Diese Justizfarce fand vor zahlreichen Zeugen statt: Familienangehörige, Genossen, Sympathisanten, Prozeßbeobachter von tunesischen und internationalen Menschenrechtsorganisationen und Journalisten.

Mit wem könnten Sie sich vorstellen, politische Bündnisse einzugehen?

Mit allen Demokraten und unabhängigen Kräften.

Wie sieht es denn mit der politischen Haltung der tunesischen Bevölkerung aus? Ist zu erwarten, daß sie möglicherweise auch für eine islamische Regierung votieren könnte, oder ist sie eher offen für die linken Parteien?

Diese Revolution hat meiner Auffassung nach einen demokratischen Charakter und überhaupt keine religiösen Tendenzen.

Halten Sie jetzt, nach Ihrer Freilassung aus der Haft, Reden bei Kundgebungen?

Ja, wir nehmen auf der Straße bei Demonstrationen den Kontakt zur Bevölkerung auf, aber auch über das Radio und das Fernsehen – all das ist jetzt plötzlich wieder möglich. In den Zeiten der Diktatur gab es keine Pressefreiheit, und keine Oppositionspartei wurde im Fernsehen geduldet. Man kann sagen: Die Meinungsfreiheit wurde systematisch mißachtet. Die Massenmedien wurden stark kontrolliert, Journalisten durch Androhung von Berufsverboten zum Schweigen gebracht. Oder sie wurden eingeschüchtert und verfolgt.

Gibt es in Tunesien keinen Antikommunismus?

Doch, es gibt schon Antikommunismus in Tunesien – aber nicht in dem grotesken Ausmaß wie bei Ihnen in Deutschland. Unsere Partei, die Kommunistische Arbeiterpartei Tunesiens, kommt zudem bei der Bevölkerung gut an, weil bekannt ist, daß wir viel für die Befreiung von der Diktatur und für die Demokratie getan haben.

Wie haben sich eigentlich die Regierungen der anderen Länder in der Vergangenheit gegenüber der tunesischen Diktatur verhalten? In Presseberichten wird immer wieder moniert, daß sie beide Augen zugedrückt haben ...
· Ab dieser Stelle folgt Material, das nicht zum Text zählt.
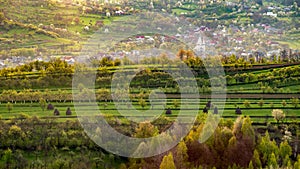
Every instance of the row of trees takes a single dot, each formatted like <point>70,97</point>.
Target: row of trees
<point>233,145</point>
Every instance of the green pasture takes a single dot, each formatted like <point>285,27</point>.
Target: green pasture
<point>34,109</point>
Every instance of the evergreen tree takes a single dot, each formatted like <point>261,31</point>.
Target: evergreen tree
<point>256,159</point>
<point>272,161</point>
<point>167,162</point>
<point>285,150</point>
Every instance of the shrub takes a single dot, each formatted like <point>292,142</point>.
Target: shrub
<point>56,112</point>
<point>278,115</point>
<point>50,107</point>
<point>68,112</point>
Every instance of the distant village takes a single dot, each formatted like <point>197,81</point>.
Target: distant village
<point>252,40</point>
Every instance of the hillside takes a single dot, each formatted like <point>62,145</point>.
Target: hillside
<point>46,28</point>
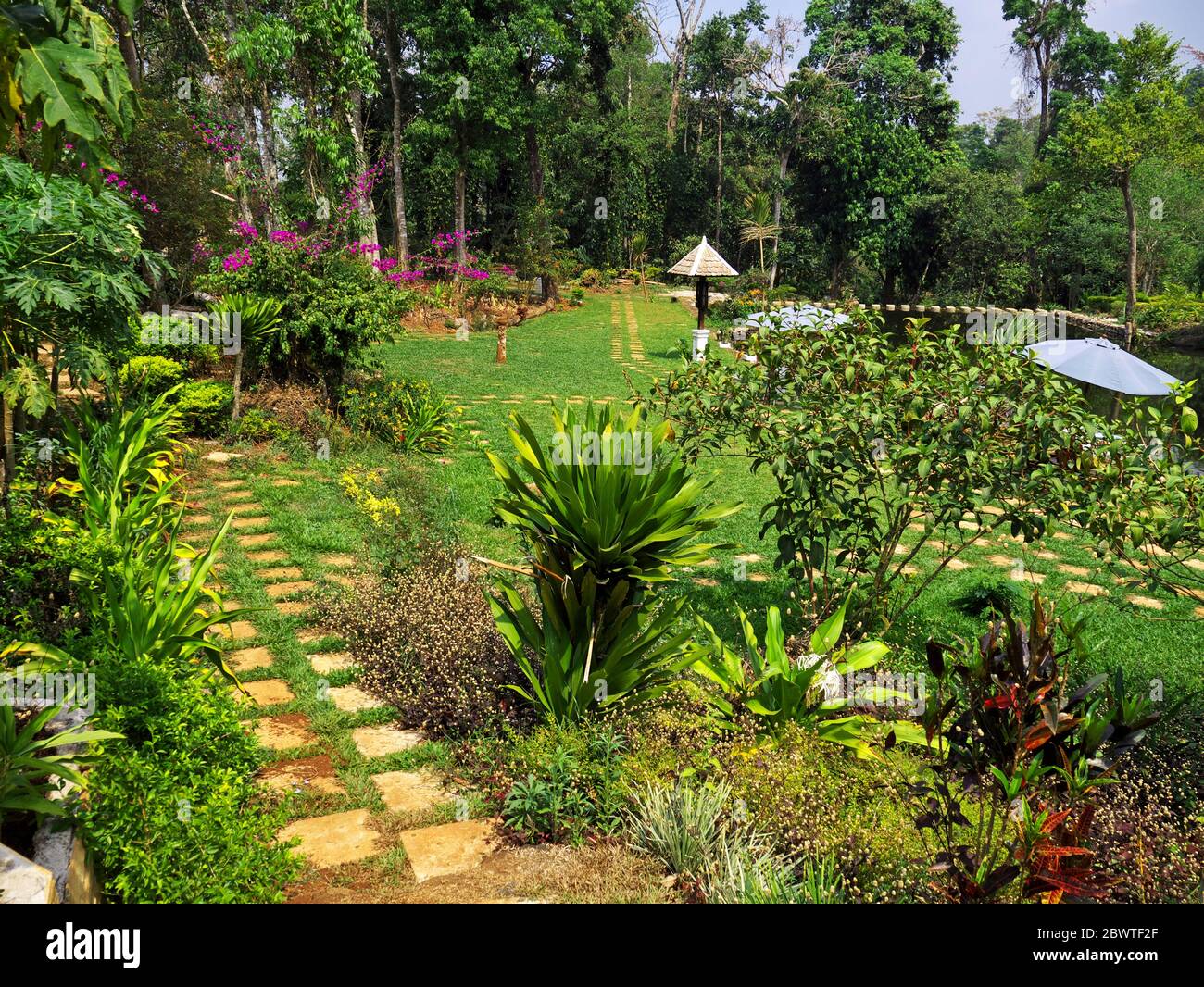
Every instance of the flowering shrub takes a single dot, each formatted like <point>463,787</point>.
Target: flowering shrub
<point>402,413</point>
<point>360,486</point>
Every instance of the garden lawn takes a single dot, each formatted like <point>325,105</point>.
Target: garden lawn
<point>617,342</point>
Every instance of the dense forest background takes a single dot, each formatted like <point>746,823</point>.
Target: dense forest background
<point>602,133</point>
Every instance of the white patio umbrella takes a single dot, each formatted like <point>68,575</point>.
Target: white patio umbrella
<point>1103,362</point>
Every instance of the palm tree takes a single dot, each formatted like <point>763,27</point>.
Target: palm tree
<point>759,225</point>
<point>639,257</point>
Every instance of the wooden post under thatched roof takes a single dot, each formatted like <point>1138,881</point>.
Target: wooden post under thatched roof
<point>703,261</point>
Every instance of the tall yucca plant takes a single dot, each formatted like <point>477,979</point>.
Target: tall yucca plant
<point>609,494</point>
<point>607,512</point>
<point>124,477</point>
<point>595,649</point>
<point>257,317</point>
<point>157,606</point>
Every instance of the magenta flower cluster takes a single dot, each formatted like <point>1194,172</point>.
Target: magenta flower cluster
<point>240,257</point>
<point>115,181</point>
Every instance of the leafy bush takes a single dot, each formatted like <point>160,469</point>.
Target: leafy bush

Ben Ali hatte während der ganzen Zeit seiner Herrschaft die Unterstützung der USA und Europas – vor allem aber Italiens und Frankreichs. Wir haben nicht vergessen, daß Ben Ali und seine Bande in all den Jahren seiner Regierungszeit den Schutz und die Unterstützung westlicher Regierungen genießen konnte. In Tunesien beteiligen sich mehrere tausend ausländische Firmen an der Ausplünderung der Reichtümer des Landes und der Ausbeutung der Arbeiter.

Diese ausländischen Unternehmen haben tunesischen Arbeitskräften die Wahrnehmung aller Grundrechte versagt. Sie verlangten ein diktatorisches Regime, damit sie aufgrund dieser Ordnung die völlige Ausbeutung der tunesischen Arbeitskräfte aufrechterhalten konnten. Der französische Präsident Nicolas Sarkozy hat all dies mit Ben Ali gemeinsam als »Demokratie« gefeiert.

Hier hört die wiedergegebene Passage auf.